Chronic Respiratory Failure

is a life-threatening condition in which respiratory function is inadequate to maintain the body's need for oxygen supply and carbon dioxide removal while at rest. It usually occurs when a patient with chronic airflow limitation develops an infection or otherwise suffers an additional strain on already seriously impaired respiratory functions. Inadequate or unsuccessful treatment of respiratory insufficiency from a variety of causes can lead to respiratory failure.
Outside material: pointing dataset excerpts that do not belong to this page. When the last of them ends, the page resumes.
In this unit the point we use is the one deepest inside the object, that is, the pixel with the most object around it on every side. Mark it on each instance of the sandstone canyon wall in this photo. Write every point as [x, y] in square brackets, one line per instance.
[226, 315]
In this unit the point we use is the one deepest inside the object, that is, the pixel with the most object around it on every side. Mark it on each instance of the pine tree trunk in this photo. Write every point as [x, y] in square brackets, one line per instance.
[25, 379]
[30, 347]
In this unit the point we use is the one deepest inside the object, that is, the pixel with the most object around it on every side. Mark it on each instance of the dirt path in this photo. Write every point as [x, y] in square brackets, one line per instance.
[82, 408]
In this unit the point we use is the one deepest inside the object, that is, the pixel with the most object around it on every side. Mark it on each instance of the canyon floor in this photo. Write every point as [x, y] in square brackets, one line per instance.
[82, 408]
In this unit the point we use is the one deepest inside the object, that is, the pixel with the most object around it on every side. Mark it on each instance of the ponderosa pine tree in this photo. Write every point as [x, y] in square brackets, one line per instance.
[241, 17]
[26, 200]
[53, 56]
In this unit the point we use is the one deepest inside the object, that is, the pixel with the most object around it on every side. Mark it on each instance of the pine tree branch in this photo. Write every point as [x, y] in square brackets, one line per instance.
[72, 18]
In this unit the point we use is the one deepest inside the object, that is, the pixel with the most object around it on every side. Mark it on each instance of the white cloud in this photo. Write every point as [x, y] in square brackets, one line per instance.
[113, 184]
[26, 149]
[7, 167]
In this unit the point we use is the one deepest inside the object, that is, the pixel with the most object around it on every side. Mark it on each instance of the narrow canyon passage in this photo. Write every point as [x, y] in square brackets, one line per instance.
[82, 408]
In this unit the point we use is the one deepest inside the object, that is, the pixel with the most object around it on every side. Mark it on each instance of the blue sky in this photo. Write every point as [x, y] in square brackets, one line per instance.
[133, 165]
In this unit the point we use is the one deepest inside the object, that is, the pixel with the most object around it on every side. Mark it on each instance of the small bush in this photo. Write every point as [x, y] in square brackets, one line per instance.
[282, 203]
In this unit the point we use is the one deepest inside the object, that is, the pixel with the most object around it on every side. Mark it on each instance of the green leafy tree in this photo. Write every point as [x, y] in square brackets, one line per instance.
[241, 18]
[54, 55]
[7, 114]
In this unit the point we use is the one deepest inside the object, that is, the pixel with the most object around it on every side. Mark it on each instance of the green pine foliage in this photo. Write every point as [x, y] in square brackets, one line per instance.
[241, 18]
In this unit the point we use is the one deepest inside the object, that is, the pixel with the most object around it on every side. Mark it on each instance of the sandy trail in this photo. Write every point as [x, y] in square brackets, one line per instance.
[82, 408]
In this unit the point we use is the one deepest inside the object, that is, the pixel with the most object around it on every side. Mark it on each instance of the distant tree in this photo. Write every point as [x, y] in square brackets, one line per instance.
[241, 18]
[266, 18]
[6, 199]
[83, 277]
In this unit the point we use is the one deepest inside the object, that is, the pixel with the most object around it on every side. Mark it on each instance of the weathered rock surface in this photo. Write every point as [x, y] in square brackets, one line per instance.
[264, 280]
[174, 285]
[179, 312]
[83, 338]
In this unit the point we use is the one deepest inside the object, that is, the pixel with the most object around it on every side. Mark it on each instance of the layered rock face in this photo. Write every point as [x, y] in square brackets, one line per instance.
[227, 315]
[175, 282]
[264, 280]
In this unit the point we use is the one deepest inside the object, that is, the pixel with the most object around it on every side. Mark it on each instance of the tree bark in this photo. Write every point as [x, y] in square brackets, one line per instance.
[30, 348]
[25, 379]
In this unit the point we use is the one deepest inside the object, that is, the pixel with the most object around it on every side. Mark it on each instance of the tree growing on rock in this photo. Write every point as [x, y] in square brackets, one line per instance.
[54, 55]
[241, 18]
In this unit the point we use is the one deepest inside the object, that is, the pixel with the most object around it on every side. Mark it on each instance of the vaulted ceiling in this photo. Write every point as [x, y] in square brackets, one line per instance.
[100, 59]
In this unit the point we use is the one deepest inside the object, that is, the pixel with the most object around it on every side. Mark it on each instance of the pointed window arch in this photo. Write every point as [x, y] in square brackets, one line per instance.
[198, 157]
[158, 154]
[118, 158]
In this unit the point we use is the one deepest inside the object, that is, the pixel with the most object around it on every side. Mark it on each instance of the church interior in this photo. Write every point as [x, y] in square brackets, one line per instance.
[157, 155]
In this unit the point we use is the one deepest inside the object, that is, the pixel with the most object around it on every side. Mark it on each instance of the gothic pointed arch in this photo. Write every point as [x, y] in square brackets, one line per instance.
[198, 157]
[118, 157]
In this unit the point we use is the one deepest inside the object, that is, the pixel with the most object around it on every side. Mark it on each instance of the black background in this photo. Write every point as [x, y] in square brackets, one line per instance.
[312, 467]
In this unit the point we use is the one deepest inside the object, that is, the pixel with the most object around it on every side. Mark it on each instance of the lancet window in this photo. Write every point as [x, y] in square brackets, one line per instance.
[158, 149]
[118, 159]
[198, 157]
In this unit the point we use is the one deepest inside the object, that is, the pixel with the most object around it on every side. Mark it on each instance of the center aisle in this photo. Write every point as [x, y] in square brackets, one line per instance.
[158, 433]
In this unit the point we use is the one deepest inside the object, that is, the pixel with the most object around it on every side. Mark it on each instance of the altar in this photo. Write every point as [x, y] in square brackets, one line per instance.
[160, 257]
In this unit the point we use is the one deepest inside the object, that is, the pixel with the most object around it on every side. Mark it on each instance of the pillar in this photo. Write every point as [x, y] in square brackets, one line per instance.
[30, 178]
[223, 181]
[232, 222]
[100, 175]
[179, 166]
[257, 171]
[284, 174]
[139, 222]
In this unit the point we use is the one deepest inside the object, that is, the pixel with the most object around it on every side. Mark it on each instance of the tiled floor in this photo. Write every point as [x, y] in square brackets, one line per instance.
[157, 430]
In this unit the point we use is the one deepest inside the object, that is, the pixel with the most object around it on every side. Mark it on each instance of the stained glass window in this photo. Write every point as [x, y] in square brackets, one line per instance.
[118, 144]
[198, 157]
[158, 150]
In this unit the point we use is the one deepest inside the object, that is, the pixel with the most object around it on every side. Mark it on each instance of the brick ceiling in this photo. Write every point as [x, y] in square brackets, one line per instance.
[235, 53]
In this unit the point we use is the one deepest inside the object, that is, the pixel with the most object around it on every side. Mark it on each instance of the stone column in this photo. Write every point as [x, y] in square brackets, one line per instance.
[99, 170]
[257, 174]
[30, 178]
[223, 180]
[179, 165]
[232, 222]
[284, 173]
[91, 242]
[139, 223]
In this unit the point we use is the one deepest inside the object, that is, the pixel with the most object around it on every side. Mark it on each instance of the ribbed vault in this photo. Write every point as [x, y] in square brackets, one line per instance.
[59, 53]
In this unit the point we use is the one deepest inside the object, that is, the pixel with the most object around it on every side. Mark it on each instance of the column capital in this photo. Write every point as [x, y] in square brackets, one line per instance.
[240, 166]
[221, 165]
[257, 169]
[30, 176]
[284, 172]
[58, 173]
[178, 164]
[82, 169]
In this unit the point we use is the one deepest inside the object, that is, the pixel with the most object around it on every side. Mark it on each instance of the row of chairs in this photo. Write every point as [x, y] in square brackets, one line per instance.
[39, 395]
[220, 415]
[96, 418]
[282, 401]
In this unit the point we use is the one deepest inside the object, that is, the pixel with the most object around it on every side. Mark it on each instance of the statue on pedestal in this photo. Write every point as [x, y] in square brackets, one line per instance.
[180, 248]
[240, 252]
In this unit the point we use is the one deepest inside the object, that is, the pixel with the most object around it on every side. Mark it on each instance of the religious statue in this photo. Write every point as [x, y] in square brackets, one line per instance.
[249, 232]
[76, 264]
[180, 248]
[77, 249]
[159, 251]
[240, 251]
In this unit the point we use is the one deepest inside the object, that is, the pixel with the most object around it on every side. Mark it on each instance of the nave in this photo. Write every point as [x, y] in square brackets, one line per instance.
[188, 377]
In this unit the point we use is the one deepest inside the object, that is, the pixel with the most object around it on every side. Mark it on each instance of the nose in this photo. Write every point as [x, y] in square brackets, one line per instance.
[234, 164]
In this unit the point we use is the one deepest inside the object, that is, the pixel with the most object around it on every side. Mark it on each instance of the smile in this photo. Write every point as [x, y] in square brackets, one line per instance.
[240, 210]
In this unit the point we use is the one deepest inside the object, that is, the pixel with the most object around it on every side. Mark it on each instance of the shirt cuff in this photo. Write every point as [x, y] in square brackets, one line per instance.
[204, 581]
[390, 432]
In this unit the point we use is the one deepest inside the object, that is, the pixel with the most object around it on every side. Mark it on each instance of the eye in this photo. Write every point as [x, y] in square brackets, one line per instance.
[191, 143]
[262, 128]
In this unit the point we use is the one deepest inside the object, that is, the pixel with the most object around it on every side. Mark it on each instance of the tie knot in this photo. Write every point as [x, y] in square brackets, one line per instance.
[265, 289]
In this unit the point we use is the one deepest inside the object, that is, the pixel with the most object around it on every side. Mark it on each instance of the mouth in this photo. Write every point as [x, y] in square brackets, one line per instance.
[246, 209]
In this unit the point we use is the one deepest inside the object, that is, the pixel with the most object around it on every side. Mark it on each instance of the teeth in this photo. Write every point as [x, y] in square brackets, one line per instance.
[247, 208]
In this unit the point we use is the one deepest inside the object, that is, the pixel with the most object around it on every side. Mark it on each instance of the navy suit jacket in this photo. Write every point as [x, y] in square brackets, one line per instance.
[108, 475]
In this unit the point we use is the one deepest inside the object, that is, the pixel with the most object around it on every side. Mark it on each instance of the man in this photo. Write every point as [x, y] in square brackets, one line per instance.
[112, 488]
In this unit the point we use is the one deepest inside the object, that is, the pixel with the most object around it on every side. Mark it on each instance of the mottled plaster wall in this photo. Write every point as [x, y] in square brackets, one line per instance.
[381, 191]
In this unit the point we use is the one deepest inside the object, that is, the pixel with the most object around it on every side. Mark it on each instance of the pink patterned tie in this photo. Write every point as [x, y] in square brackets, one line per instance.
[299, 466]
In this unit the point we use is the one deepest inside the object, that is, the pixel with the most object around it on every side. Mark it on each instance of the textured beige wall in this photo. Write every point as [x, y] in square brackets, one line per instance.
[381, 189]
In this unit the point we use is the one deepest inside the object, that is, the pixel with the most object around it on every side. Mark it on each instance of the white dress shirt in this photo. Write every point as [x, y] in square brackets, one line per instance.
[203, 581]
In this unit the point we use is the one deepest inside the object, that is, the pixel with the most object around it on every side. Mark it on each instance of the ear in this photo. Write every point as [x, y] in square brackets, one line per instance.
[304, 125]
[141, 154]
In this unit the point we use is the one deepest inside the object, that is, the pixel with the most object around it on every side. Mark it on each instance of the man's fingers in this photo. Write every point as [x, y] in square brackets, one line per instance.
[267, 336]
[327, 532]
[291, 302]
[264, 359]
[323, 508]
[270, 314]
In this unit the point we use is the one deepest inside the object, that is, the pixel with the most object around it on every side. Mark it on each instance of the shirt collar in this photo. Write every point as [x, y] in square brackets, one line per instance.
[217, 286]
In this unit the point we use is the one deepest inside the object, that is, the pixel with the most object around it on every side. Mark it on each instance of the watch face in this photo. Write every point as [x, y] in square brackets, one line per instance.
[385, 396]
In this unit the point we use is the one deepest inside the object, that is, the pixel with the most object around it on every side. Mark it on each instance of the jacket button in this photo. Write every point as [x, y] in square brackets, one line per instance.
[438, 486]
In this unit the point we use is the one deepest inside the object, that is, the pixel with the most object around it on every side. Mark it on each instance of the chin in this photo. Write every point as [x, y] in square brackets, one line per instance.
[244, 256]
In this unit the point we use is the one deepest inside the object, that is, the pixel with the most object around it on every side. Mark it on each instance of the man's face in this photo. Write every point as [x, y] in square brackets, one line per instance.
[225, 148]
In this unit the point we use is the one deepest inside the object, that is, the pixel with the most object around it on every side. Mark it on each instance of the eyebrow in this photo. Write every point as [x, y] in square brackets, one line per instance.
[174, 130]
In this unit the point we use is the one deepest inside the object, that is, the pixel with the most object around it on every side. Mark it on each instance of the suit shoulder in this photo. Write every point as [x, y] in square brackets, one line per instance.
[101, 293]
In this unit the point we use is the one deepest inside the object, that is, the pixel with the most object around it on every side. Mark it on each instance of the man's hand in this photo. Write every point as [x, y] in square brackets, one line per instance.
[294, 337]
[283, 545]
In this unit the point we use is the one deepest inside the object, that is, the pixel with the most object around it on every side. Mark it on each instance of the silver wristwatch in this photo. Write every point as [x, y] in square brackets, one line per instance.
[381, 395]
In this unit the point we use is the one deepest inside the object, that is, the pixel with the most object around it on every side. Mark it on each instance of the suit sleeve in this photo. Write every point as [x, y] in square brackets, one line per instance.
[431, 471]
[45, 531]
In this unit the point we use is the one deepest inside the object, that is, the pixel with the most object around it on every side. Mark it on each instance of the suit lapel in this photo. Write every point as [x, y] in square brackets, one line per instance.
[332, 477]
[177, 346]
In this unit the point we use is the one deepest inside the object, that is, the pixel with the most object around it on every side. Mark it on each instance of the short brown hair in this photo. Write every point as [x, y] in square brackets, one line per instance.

Also called ventilatory failure.

Signs & Symptoms

  • difficulty breathing or shortness of breath, especially when active.

  • coughing up mucous.

  • wheezing.

  • bluish tint to the skin, lips, or fingernails.

  • rapid breathing.

  • fatigue.

  • anxiety.

  • confusion.

Treatment of Respiratory Failure

This may include:

  • Oxygen - high levels will be given through a mask (although lower levels may be needed in patients with chronic respiratory failure who have adapted to high carbon dioxide levels).

  • Artificial ventilation:

    • Mechanical ventilation:

      • This involves the patient being put into a coma, using medication and paralysing their breathing.

      • A tube is inserted into the trachea and an artificial ventilator then does the work of breathing.

      • Once the underlying cause is treated, patients will be 'weaned' off the ventilator so that their lungs start to do the work of breathing.

      • This is a form of 'invasive' ventilation.

    • Non-invasive ventilation (NIV):   (Best option in home setting)

      • This is an alternative to invasive ventilation and is increasingly being used, especially in cases where weaning from an artificial ventilator may prove difficult.

      • It is used when there is a low blood oxygen level and high blood carbon dioxide level, ie type II respiratory failure. The main disease it is used in is chronic obstructive pulmonary disease (COPD).

      • It can also be used to help wean patients from invasive ventilation.

    • Extracorporeal membrane oxygenation (ECMO):

      • This is a more recent technique being used in patients of all ages.

      • It involves blood being artificially removed from the body and then oxygen being added by a machine whilst carbon dioxide is removed. The blood is then returned to the patient.

      • One of the main uses of this method in adults at present is in severe heart failure where other treatments have failed.

  • The underlying cause may also require treatment - for example, steroids and antibiotics.

  • For some patients there may not be any further treatment options and their respiratory failure may be terminal. They may benefit from the palliative care team, which deals with managing patients with terminal illnesses.